Falta de coordinación operativa
No existe un protocolo unificado entre Policía Nacional, Cruz Roja, ACNUR y la Delegación del Gobierno para la recepción inmediata. Los migrantes suelen ser trasladados al CETI tras horas de espera en dependencias provisionales sin cobertura sanitaria ni higiene adecuada.
¿Cuál es el impacto económico en la ciudad?
La Feria de Ceuta, uno de los eventos más importantes del año, se celebra en pleno pico de llegadas. Comerciantes y casetas denuncian caída de afluencia y dificultades logísticas. Algunos establecimientos reportan un descenso del 22 % en ventas diarias en zonas cercanas a rutas de tránsito migratorio.
Turismo y percepción de seguridad
La imagen de personas descalzas y sin orientación en barrios céntricos afecta la percepción de seguridad. Plataformas de reservas turísticas registran un 17 % más de cancelaciones en alojamientos del casco urbano durante junio.
Costes operativos para las administraciones
El Ayuntamiento ha destinado 1,2 millones de euros adicionales en 2024 para refuerzo de limpieza, vigilancia y atención social.
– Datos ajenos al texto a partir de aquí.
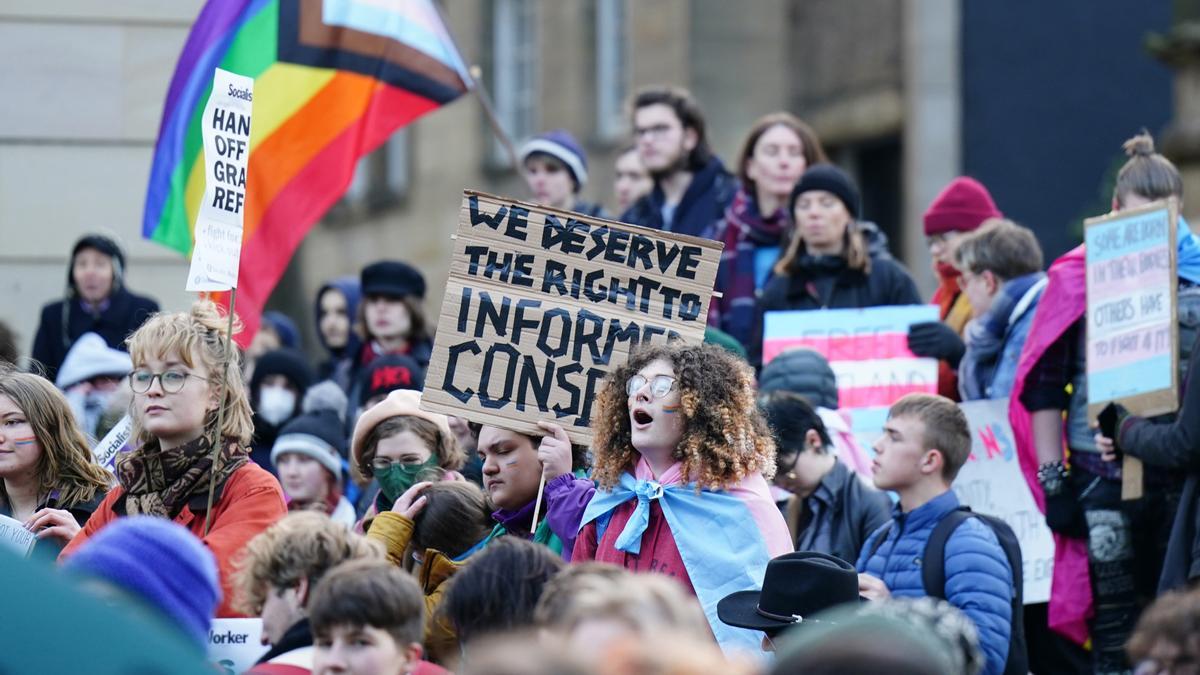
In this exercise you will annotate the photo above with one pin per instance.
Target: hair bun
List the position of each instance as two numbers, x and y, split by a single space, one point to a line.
209 315
1141 145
Estos fondos no están contemplados en los presupuestos iniciales y desvían recursos de otras políticas locales.
¿Qué dice la ley sobre la atención a migrantes en fronteras exteriores?
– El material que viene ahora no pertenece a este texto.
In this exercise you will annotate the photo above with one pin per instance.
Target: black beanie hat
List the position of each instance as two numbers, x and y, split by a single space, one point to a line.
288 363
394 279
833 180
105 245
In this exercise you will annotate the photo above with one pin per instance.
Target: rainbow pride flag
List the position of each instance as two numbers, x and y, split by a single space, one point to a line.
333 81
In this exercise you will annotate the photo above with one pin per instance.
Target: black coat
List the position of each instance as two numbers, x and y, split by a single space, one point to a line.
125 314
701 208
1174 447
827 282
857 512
El Real Decreto 557/2011, que regula el Estatuto de los Extranjeros, exige una atención inmediata y digna. Pero su aplicación en Ceuta choca con la falta de infraestructura y con la Directiva 2013/32/UE, que obliga a garantizar el acceso al procedimiento de asilo en 72 horas. En la práctica, el plazo medio actual es de 11 días.
La excepcionalidad de Ceuta
Ceuta es una frontera exterior de la UE, lo que activa mecanismos de cooperación con Frontex. Sin embargo, el acuerdo de cooperación con Marruecos carece de cláusulas vinculantes sobre devoluciones rápidas o controles conjuntos en alta mar. Esto genera vacíos legales explotados por redes de tráfico.
¿Cómo se articula la respuesta institucional actual?
La Delegación del Gobierno coordina el Plan de Contingencia Migratoria, pero su ejecución depende de recursos cedidos por otras administraciones. No hay un fondo específico ni una ley de emergencia migratoria que habilite actuaciones ágiles en ciudades autónomas.
Datos Clave
- El CETI opera al 132 % de su capacidad máxima autorizada.
- El 87 % de los migrantes llegados en junio 2024 entraron por vía marítima.
- El tiempo medio de espera para identificación es de 58 horas.
- El 41 % de los nuevos llegados presenta signos de deshidratación o lesiones por inmersión.
- La Feria de Ceuta 2024 registró un 19 % menos de visitantes extranjeros respecto a 2023.
La situación en Ceuta no es solo un desafío humanitario. Es un problema tridimensional: geográfico (frontera marítima corta), económico (impacto en turismo y comercio) y jurídico (colisión entre normativa nacional, europea y acuerdos bilaterales). Sin una actualización del marco legal y una inversión sostenida en infraestructura de acogida, las calles seguirán siendo el primer punto de contacto —y el último refugio— para quienes llegan buscando protección.